Wer regelmäßig Sonntagabend „Tatort“ schaut, hat bald mehr So-lala- und Kennen-wir-schon-Krimis als Storys, die ihn vom Hocker hauen, gesehen. Wen es oft auf die Tribünen seines Fußballvereins zieht, der stöhnt regelmäßig über mehr schlechte Spiele als gute. Den Fan betrübt das, er bleibt trotzdem dabei. Der Masochismus dessen, der viel ins Theater geht, ist womöglich etwas größer.

Dass es mehr So-lala- und Kennen-wir-schon-Inszenierungen denn glückliche Neuentwürfe einer Welt im deutschsprachigen Theater gibt, ist somit nur für denjenigen ein Argument gegen das Genre, wer in ihm sowieso nicht zu Hause ist. Daniel Kehlmann hat sich in seiner Rede zur Eröffnung der Salzburger Festspiele als ein solcher geoutet. Für einen bekennenden Nichttheatergänger, der die Urteile ausländischer Besucher für seine Begründung heranziehen muss, hat er dem Theater mit seinem pauschalen Ideologieverdacht gegen das Regietheater dennoch einen großen Gefallen getan. Seine Rede war eine hervorragende Beschäftigungsmaßnahme für die Theaterkritik in der Sommerpause. Sie hat Kehlmann die Rolle des bösen Buben abgenommen. Das ist dem Autor, der seit dem Erfolg seines Romans „Die Vermessung der Welt“ wohl von zu viel Streicheleinheiten ermüdet ist, zu gönnen.

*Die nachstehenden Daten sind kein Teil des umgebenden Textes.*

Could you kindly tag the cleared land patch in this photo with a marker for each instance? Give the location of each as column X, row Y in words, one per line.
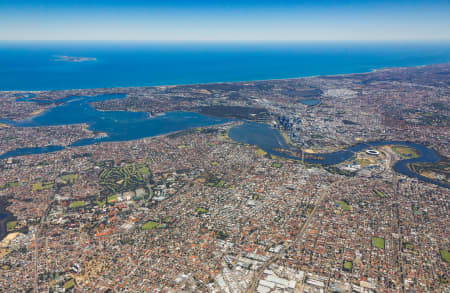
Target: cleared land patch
column 445, row 255
column 124, row 178
column 378, row 242
column 38, row 186
column 77, row 204
column 150, row 226
column 405, row 152
column 344, row 206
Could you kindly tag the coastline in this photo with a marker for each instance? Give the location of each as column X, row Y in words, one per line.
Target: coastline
column 227, row 82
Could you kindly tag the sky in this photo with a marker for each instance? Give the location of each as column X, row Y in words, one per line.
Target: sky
column 228, row 20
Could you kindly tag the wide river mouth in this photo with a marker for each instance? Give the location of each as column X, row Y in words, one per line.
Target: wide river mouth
column 127, row 125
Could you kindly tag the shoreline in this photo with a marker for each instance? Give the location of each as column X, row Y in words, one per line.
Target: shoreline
column 227, row 82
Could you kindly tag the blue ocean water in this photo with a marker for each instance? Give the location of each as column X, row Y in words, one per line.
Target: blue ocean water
column 34, row 65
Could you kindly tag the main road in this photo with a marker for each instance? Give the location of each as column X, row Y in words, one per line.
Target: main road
column 258, row 274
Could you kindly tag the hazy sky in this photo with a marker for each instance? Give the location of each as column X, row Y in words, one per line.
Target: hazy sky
column 224, row 20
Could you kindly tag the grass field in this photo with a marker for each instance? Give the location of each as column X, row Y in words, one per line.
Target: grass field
column 405, row 152
column 10, row 184
column 260, row 152
column 378, row 242
column 344, row 206
column 113, row 198
column 69, row 178
column 445, row 254
column 69, row 284
column 77, row 204
column 150, row 226
column 38, row 186
column 276, row 165
column 379, row 193
column 200, row 211
column 363, row 162
column 124, row 178
column 348, row 265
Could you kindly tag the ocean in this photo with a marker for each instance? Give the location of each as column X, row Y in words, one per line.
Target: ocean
column 39, row 66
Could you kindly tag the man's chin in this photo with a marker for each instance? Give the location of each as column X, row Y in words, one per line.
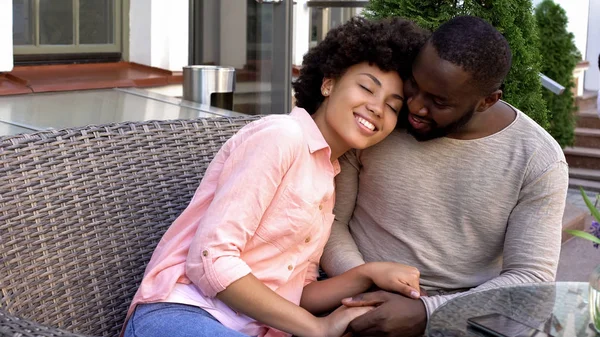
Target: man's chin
column 423, row 137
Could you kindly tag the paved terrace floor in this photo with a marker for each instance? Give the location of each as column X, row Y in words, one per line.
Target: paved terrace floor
column 34, row 112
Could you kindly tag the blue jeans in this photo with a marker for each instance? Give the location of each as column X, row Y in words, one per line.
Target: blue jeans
column 175, row 320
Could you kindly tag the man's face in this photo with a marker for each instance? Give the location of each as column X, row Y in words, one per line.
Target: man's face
column 441, row 100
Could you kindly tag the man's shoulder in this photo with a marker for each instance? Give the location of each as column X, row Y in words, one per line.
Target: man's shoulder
column 529, row 134
column 539, row 148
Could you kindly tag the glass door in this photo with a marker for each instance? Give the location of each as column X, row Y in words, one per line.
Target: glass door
column 254, row 37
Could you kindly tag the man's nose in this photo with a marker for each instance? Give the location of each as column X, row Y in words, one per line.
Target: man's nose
column 416, row 106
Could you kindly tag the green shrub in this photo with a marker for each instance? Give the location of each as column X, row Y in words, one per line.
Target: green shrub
column 559, row 58
column 513, row 18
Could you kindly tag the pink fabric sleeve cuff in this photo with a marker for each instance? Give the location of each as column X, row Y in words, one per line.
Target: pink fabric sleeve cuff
column 215, row 276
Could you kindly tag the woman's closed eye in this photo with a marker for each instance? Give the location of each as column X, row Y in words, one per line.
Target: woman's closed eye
column 365, row 88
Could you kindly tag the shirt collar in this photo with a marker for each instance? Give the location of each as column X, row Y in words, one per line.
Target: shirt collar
column 315, row 138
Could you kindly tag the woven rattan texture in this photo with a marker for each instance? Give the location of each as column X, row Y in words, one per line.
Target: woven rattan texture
column 529, row 304
column 81, row 211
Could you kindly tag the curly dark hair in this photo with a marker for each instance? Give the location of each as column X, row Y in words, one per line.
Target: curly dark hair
column 477, row 47
column 391, row 44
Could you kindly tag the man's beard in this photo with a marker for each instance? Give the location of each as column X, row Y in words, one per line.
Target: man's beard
column 434, row 131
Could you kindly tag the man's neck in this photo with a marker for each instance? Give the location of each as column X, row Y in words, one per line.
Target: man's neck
column 488, row 122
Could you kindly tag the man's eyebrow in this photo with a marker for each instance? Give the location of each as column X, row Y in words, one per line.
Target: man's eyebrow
column 398, row 97
column 379, row 84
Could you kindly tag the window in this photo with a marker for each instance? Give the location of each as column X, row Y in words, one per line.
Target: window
column 66, row 26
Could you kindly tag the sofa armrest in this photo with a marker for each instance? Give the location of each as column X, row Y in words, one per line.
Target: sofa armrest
column 14, row 326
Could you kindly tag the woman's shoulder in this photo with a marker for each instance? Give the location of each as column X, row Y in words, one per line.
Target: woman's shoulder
column 280, row 131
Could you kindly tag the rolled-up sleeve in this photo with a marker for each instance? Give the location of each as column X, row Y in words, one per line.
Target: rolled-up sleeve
column 312, row 273
column 251, row 172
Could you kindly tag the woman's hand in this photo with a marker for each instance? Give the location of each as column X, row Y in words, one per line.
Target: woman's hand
column 395, row 277
column 336, row 323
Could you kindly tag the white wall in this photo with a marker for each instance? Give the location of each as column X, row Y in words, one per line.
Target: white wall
column 592, row 75
column 577, row 14
column 301, row 30
column 158, row 33
column 6, row 56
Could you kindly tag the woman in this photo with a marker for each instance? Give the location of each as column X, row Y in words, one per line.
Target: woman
column 242, row 259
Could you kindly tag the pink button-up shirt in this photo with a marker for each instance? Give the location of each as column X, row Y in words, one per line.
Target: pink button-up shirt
column 264, row 207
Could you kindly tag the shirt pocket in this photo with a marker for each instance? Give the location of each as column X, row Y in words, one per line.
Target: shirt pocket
column 291, row 220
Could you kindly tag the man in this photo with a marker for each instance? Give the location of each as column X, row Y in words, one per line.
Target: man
column 472, row 195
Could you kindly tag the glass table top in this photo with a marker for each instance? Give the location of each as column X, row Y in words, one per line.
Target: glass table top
column 560, row 309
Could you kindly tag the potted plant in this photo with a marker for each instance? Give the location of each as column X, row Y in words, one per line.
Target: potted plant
column 594, row 236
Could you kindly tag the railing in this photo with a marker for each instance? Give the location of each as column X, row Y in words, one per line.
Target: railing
column 327, row 14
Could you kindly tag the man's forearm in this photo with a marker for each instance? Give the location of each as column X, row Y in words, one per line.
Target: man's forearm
column 513, row 277
column 326, row 295
column 251, row 297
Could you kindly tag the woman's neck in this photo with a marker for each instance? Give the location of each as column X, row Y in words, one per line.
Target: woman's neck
column 336, row 143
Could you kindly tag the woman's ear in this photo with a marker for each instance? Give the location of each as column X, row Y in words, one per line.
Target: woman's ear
column 327, row 86
column 490, row 100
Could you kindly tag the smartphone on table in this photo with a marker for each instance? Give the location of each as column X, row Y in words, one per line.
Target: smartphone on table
column 503, row 326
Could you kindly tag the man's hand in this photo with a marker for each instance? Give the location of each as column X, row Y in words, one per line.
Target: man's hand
column 394, row 315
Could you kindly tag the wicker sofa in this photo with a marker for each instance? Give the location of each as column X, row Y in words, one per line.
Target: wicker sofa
column 81, row 211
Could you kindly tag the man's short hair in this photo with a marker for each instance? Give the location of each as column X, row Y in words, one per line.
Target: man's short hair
column 477, row 47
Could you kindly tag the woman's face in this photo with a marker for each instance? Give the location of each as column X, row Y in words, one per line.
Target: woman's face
column 361, row 107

Der Vorwurf Kehlmanns, das Regietheater sei eine letzte Schrumpfform linker Ideologie, entbehrt nicht der unfreiwilligen Ironie. Das Theater, mal eben so pauschal wie Kehlmann gesprochen, wäre ja gerne mehr links, weiß aber auch nicht mehr ganz genau, wo das liegt. Der Mangel an Utopien von größerer sozialer Gerechtigkeit ist eines seiner Themen, und das Leiden an diesem Defizit wird offen zur Schau gestellt. Die Suche nach ästhetischen Sprachen, die die Grenzen zwischen separierten Milieus durchbrechen können, ist dabei ein Mittel. Es gehört eine gehörige Portion Ignoranz dazu, diese Suchbewegung mit einem Verbeißen in eine Ideologie, die schon immer weiß, wo es langgeht, zu verwechseln.